Empirical Improvements
Experiments demonstrate that Sinkhorn drifting improves generative quality and reduces sensitivity to kernel temperature, showcasing its practical applicability.
Demerits
Limited Scope
The article focuses primarily on the theoretical link between drifting generative dynamics and Sinkhorn divergence, with limited exploration of potential applications and extensions to other generative models.
Complexity of Methodology
The Sinkhorn drifting approach may require significant computational resources and expertise in optimal transport theory, potentially limiting its adoption in practice.
Expert Commentary
This article makes a significant contribution to the field of generative modeling by establishing a theoretical link between drifting generative dynamics and Sinkhorn divergence. The authors' approach provides a deeper understanding of the underlying mechanisms driving the behavior of generative models and opens up new avenues for improving their stability and convergence. While the article's focus on the theoretical foundations of Sinkhorn drifting may limit its immediate practical impact, the experimental results demonstrate the potential of this approach to yield significant improvements in generative quality and stability.

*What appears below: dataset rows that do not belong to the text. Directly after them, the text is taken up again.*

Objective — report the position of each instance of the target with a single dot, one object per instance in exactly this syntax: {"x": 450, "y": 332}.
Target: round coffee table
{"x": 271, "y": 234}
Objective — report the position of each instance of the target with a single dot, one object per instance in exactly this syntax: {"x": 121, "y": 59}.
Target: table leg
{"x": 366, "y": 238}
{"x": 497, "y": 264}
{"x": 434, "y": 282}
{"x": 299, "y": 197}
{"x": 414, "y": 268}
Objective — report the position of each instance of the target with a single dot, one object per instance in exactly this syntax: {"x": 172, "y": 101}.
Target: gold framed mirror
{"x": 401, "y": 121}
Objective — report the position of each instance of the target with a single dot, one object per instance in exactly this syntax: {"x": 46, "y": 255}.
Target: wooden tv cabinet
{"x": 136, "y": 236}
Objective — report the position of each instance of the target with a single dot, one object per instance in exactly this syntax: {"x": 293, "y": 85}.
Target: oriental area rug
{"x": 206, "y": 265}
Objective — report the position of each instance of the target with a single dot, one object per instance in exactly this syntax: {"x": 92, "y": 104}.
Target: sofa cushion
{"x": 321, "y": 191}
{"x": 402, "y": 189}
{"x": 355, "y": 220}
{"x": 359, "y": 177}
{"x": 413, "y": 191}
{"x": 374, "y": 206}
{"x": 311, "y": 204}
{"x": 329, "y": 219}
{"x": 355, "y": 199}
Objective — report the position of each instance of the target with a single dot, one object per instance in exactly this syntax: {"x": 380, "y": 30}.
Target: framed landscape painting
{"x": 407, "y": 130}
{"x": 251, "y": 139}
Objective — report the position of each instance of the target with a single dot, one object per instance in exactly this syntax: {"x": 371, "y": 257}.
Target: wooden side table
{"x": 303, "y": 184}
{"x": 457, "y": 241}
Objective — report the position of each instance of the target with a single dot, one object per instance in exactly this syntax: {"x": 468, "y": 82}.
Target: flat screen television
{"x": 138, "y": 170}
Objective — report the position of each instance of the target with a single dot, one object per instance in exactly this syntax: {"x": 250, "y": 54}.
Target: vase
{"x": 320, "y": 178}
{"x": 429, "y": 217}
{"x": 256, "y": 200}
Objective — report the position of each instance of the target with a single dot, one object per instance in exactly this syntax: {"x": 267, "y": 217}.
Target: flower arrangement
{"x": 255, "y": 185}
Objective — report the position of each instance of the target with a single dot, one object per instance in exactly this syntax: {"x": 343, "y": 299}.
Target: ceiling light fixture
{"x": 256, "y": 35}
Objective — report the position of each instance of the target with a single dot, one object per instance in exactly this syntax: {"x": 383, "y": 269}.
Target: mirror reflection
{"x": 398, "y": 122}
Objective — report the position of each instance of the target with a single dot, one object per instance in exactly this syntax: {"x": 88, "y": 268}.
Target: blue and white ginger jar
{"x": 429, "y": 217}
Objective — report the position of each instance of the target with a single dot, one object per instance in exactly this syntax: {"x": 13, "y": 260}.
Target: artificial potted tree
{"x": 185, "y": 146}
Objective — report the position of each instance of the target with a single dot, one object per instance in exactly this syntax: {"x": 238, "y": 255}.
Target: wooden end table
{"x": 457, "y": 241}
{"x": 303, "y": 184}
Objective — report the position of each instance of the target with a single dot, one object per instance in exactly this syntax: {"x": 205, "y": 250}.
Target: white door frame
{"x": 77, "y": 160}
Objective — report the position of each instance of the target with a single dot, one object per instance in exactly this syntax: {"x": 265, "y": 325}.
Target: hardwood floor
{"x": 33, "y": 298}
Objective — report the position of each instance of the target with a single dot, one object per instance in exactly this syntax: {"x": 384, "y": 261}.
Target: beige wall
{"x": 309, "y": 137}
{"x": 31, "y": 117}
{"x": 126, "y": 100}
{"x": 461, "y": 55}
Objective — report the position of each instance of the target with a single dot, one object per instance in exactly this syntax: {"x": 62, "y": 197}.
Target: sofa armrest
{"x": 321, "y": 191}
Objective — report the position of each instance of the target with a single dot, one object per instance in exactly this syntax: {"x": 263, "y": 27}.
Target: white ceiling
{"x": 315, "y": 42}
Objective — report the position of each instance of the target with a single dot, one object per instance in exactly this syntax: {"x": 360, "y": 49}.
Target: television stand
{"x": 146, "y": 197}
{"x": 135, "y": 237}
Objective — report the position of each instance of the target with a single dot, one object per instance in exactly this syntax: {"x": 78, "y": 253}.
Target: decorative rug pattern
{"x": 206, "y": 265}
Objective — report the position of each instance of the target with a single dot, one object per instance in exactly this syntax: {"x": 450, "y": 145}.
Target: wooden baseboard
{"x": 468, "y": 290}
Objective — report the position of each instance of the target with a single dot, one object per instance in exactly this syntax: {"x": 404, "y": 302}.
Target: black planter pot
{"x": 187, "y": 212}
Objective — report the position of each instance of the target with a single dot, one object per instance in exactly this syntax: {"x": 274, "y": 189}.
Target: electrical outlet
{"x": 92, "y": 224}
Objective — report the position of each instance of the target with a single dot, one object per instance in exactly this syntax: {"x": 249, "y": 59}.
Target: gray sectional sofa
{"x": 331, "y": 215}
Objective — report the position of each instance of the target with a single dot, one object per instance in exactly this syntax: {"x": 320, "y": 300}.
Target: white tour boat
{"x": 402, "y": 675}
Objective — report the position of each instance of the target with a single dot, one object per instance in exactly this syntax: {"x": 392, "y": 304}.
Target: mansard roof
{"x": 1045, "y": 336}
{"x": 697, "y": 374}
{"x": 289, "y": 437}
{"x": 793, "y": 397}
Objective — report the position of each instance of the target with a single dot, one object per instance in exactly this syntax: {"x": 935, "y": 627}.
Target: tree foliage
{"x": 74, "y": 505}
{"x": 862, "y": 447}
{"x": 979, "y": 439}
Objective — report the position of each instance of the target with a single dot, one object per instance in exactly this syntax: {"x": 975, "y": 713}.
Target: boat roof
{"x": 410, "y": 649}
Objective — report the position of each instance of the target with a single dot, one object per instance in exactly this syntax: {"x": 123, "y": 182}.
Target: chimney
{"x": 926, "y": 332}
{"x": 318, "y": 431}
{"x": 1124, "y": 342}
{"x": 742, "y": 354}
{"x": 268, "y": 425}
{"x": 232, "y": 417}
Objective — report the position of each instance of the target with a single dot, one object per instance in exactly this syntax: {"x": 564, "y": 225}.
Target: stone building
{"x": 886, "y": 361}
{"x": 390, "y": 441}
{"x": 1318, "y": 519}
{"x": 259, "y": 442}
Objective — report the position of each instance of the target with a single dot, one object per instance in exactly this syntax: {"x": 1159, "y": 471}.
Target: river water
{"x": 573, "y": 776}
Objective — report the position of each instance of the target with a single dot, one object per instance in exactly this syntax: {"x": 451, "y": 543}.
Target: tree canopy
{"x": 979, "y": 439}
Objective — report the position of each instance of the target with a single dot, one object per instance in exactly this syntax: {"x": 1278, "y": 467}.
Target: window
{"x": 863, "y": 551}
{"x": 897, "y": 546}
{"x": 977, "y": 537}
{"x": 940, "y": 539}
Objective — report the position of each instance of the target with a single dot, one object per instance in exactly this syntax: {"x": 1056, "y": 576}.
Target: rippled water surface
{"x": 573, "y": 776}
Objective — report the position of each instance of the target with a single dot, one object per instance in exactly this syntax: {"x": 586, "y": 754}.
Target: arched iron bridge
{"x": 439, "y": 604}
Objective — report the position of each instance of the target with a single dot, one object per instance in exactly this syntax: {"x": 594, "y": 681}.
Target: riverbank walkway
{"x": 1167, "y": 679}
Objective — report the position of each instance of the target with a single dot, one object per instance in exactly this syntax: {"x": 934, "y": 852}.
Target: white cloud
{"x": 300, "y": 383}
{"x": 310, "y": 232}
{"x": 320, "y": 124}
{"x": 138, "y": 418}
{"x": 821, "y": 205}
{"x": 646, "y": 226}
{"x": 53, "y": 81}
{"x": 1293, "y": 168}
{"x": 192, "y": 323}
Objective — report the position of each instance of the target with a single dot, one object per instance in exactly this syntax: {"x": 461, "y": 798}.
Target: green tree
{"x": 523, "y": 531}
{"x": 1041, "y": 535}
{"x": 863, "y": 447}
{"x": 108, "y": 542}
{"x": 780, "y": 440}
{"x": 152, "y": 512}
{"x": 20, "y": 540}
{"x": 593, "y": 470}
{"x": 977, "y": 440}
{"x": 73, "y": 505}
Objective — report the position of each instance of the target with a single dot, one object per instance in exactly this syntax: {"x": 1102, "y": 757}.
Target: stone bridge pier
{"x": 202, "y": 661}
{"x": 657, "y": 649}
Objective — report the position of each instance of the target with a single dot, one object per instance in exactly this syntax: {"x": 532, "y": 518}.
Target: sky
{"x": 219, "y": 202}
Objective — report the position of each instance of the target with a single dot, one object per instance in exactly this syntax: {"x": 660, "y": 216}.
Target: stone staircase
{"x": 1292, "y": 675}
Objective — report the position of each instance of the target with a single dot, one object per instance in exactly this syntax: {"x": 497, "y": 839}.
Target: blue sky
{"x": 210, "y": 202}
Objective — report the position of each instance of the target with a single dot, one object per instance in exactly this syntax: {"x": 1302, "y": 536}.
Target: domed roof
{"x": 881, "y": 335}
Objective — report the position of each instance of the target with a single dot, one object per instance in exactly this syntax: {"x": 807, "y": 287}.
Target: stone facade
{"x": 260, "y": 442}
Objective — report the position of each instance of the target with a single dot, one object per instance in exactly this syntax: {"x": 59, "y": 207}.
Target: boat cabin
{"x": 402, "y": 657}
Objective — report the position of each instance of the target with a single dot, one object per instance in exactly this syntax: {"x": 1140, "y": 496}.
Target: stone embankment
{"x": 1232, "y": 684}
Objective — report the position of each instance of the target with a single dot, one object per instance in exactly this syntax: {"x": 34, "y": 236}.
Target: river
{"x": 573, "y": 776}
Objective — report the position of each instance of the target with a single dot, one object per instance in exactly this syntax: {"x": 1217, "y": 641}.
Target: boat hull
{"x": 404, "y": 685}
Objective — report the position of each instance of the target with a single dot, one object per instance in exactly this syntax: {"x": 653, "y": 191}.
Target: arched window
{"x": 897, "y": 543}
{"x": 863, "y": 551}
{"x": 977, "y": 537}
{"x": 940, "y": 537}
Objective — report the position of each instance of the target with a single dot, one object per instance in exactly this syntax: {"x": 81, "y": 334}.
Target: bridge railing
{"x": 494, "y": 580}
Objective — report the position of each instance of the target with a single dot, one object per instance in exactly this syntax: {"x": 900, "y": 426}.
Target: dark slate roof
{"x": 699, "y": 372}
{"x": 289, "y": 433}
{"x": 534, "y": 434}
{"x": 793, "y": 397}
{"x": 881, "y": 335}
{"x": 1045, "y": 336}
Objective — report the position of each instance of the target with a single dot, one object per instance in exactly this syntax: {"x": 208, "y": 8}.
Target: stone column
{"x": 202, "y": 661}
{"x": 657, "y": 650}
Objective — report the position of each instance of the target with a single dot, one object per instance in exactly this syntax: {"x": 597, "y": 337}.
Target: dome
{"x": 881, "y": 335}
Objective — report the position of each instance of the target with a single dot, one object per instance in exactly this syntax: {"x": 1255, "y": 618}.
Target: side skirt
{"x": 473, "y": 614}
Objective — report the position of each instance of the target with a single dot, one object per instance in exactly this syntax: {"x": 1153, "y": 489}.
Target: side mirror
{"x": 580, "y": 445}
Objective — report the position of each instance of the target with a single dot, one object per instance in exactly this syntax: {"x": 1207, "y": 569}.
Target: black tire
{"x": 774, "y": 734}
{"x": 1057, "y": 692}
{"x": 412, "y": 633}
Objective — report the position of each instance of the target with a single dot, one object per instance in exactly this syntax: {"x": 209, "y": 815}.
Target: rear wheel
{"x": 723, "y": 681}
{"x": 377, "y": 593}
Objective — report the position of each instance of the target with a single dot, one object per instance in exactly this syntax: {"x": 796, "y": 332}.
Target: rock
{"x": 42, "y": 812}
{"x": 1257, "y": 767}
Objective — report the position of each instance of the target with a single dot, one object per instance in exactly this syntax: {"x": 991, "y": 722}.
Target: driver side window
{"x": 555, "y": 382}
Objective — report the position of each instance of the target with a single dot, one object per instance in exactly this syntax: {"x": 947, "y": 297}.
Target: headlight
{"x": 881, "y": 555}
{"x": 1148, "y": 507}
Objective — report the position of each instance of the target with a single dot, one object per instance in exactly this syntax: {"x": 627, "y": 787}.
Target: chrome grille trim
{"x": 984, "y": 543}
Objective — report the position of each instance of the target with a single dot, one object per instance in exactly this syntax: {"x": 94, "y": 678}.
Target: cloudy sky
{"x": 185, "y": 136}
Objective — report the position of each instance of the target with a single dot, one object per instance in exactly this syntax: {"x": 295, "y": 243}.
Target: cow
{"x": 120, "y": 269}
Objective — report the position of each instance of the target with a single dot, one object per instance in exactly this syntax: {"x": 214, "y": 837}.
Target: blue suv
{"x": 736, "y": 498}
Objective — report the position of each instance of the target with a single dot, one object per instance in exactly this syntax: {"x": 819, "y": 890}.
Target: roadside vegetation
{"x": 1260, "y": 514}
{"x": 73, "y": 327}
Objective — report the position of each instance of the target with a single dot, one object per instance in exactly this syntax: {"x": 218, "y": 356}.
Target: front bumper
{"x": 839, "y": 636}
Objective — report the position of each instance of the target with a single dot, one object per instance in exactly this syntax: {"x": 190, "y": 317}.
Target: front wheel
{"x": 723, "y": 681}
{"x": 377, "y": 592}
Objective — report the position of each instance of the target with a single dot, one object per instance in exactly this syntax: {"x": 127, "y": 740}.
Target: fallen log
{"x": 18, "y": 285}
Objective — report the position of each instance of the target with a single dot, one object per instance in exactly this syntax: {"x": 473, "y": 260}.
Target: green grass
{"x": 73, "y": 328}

As the field of generative modeling continues to evolve, it is essential to build on the foundations established in this article and explore its extensions to other generative models and applications.
Recommendations
- ✓ Future research should focus on exploring the applications of Sinkhorn drifting to other generative models and domains, such as time-series and graph generation.
- ✓ Developing more efficient and computationally feasible algorithms for Sinkhorn drifting will be crucial for its adoption in practical applications.